Stateless means the server does not remember anything about the user who uses the API. Treats every request as new, where no session, no history. Each request sent from a client to a server will contain all the required information to make the server understand the requests sent from the client. This can be either a part of URL, query parameters, body, or even headers. Once your server processes the request, a response is sent to the client through body, status, or headers.
Basically, The client and the server act independently, each on its own. The client-server architecture enables a uniform interface and separates the server from the clients. Advantages are this improves the scalability of the server component and enhance the portability across multiple platforms.
In REST, there are four key interface constraints that we implement to obtain a uniform interface throughout the application,
- Resource identification where the request to the server has to include a resource identifier. We use the URI standard to identify a resource.
- Resource Manipulation using representations where we use the HTTP standard to describe communication.
- Self-descriptive messages where each request to the API contains all the information the server needs to perform the request.
- Hypermedia as the engine of application state. Use hyperlinks and possibly URI templates to decouple the client from the application-specific URI structure.
This is where we say once a developer becomes familiar with one of your APIs, that developer should be able to follow a similar approach for other APIs. Uniformity.
In order to provide a better performance, the applications are often made cacheable. This is the temporary storage of information outside of the server. If the response is defined as cacheable, then the client cache can reuse the response data for equivalent responses in the future. Caching brings performance improvement for the client-side and reduces the load to the server. But there is a downside, the data can be stale, as a solution what we do is refresh the cache, the server decides when to refresh cache data, and the entity managing the cache enforces it.
The layered system architecture allows an application to be more stable by limiting component behavior. Since there could be a caching layer, a load-balancing layer, or other functionality between client and server those layers should not affect the request or the response. This type of architecture helps in enhancing the application’s security as components in each layer only know about the next immediate layer and no more which promotes separation of concerns.
Code on demand
This is an optional constraint and is used the least. The client can request code from the server, and then the response from the server will contain some code or applets to be downloaded and to be used within the application. In essence, it simplifies the clients by creating an application that doesn’t rely on its own code structure.

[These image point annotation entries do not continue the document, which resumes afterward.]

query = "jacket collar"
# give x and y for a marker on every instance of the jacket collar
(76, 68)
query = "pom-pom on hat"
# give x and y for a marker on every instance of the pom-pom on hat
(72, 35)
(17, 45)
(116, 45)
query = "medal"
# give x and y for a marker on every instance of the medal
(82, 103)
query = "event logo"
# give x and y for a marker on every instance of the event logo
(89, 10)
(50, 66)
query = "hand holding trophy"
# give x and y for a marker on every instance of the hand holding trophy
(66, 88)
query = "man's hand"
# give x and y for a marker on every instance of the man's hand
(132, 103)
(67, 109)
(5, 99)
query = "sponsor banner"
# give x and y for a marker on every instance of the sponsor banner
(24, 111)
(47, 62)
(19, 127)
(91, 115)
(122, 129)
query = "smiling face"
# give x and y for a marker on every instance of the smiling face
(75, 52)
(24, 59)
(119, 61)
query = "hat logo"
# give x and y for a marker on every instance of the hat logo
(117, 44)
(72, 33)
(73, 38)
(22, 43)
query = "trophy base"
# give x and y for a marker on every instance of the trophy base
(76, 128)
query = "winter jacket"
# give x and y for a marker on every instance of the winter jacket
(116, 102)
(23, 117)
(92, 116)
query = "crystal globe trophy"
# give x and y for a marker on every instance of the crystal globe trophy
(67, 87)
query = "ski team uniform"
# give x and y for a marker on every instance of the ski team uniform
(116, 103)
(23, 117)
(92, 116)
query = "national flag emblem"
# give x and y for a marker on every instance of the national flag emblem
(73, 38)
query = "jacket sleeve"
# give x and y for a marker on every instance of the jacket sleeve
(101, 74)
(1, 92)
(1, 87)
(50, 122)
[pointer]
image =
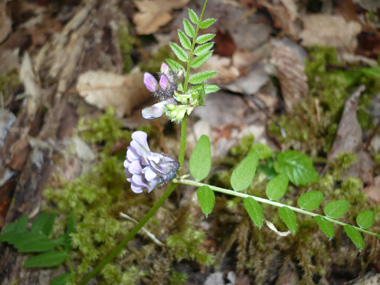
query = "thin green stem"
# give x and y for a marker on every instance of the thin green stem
(131, 235)
(192, 49)
(265, 201)
(68, 261)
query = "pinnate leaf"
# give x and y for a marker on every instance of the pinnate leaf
(193, 16)
(61, 279)
(174, 65)
(355, 236)
(297, 166)
(365, 219)
(203, 48)
(336, 209)
(207, 23)
(200, 159)
(200, 60)
(276, 187)
(254, 211)
(47, 259)
(289, 218)
(310, 200)
(185, 42)
(244, 173)
(189, 29)
(206, 198)
(204, 38)
(179, 52)
(200, 77)
(325, 225)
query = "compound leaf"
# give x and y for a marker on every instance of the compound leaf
(206, 198)
(254, 211)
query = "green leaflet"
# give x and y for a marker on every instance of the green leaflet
(276, 187)
(200, 159)
(254, 211)
(61, 279)
(193, 16)
(206, 198)
(336, 209)
(203, 48)
(47, 259)
(310, 200)
(189, 29)
(185, 42)
(179, 52)
(289, 218)
(244, 173)
(200, 60)
(207, 23)
(297, 166)
(325, 225)
(355, 236)
(204, 38)
(200, 77)
(365, 219)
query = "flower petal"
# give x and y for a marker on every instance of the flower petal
(150, 82)
(164, 82)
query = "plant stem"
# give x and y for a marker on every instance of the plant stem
(131, 235)
(266, 201)
(192, 49)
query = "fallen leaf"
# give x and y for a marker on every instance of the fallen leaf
(329, 30)
(154, 14)
(122, 92)
(291, 74)
(349, 134)
(5, 21)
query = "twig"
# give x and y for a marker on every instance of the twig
(148, 233)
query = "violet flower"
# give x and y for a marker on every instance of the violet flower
(146, 169)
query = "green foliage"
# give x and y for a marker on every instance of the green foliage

REST is an architectural style to support API design. Although widely used, there are some drawbacks like lack of state or stateful mechanism and the possibility of a substantial amount of useless data being shuttled around through requests. This was addressed in another API architecture that is GraphQL. This facilitates retrieving the information from an API endpoint in a way that is catered to your query.
However, REST architecture is by far one of the most widely used architectures and its simplicity facilitates rapid development, integration, testing, and deployment.